Mission: Impossible – Dead Reckoning's Train Scene Was Originally 90 Minutes Long

It doesn’t feel like it, but the action-packed train sequence in Mission: Impossible – Dead Reckoning Part One lasts for 50 minutes. You could watch an entire episode of The Crown in that time. But according to editor Eddie Hamilton, it used to be even longer, clocking in at a whopping 90 minutes.

In it, Tom Cruise’s super spy Ethan Hunt rides a bike off a cliff and attempts to parachute onto a train as it hurtles through the Austrian alps. You can even watch this insane stunt from Mission: Impossible - Dead Reckoning Part One here. What we got in the final film, however, was the abridged version.

Hamilton tells Variety in a recent interview how the set-piece "was about an hour-and-a-half long in our first iteration. We got it down to like 50 minutes in the finished movie…we combed through every shot and asked if we needed this frame and, 'Can we cut this any tighter?' We're really trying to squeeze every bit of air out of the movie."

That explains why the sequence holds your attention so well. But Hamilton wasn’t just focused on mercilessly chopping bits out. In one particular scene, he had to keep bits in. This is the moment between Ethan and Paris (Pom Klementieff), which needed room for the dialogue to breathe.

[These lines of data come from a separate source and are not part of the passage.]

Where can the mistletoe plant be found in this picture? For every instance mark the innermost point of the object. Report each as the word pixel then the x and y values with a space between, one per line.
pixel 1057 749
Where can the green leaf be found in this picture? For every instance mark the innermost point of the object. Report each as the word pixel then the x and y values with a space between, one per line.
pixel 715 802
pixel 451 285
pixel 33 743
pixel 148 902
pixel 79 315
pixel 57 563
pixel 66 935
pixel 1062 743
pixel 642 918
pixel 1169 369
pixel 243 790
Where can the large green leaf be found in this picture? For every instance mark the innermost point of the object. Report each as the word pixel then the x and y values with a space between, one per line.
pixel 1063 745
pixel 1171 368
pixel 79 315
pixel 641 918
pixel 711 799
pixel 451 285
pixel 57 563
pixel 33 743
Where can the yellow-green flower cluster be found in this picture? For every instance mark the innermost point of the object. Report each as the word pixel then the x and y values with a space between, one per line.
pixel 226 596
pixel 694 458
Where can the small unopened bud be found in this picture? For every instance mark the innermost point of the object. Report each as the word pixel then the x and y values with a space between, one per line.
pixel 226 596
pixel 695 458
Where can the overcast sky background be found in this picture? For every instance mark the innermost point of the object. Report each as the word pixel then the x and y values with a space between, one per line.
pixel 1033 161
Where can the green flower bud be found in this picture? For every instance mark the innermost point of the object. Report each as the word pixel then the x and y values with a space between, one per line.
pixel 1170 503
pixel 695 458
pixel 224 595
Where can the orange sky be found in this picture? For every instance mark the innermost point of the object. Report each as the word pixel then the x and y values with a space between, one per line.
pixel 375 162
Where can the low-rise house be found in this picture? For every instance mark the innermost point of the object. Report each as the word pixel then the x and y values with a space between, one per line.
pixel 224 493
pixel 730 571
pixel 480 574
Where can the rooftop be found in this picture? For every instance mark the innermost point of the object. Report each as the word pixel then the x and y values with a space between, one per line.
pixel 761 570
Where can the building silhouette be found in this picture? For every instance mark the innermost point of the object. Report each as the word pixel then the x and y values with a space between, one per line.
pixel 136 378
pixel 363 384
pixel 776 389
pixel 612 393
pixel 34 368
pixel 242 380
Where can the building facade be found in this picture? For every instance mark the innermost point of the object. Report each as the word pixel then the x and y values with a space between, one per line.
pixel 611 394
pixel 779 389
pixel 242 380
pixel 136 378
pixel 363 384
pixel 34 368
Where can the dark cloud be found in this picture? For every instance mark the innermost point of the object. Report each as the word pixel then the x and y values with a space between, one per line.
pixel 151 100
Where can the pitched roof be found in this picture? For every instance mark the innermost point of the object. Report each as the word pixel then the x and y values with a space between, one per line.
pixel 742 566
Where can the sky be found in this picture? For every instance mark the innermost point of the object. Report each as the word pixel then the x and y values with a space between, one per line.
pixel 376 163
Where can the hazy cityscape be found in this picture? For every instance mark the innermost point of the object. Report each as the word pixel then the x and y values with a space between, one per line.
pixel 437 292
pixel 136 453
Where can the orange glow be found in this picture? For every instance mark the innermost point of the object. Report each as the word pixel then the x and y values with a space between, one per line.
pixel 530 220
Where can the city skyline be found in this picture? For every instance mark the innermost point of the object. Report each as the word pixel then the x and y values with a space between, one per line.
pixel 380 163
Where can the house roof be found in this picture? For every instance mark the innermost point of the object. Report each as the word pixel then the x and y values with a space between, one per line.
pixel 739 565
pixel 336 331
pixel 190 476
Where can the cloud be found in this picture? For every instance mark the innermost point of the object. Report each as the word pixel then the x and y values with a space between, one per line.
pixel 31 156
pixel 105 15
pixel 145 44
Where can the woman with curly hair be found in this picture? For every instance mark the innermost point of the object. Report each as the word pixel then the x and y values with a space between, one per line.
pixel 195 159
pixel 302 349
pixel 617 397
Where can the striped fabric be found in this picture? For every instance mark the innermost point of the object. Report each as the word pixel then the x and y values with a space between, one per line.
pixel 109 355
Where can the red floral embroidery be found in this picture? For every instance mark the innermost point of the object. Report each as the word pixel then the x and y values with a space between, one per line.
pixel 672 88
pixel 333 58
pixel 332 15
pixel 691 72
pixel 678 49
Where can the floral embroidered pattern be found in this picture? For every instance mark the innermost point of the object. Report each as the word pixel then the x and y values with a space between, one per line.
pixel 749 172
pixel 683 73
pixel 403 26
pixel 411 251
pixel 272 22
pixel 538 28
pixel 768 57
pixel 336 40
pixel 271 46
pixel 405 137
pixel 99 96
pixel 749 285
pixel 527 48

“I did a much tighter version of that scene that was about half the length," says Hamilton. "It was just information, but we watched it and there was nothing there. There was no emotion at all. We realized we had overcooked it.”

Mission: Impossible – Dead Reckoning Part One is already the longest film in the series, but with Hamilton dangling the idea of a 90-minute, uncut version of one of the movie’s best moments in front of us, suddenly it doesn’t feel long enough.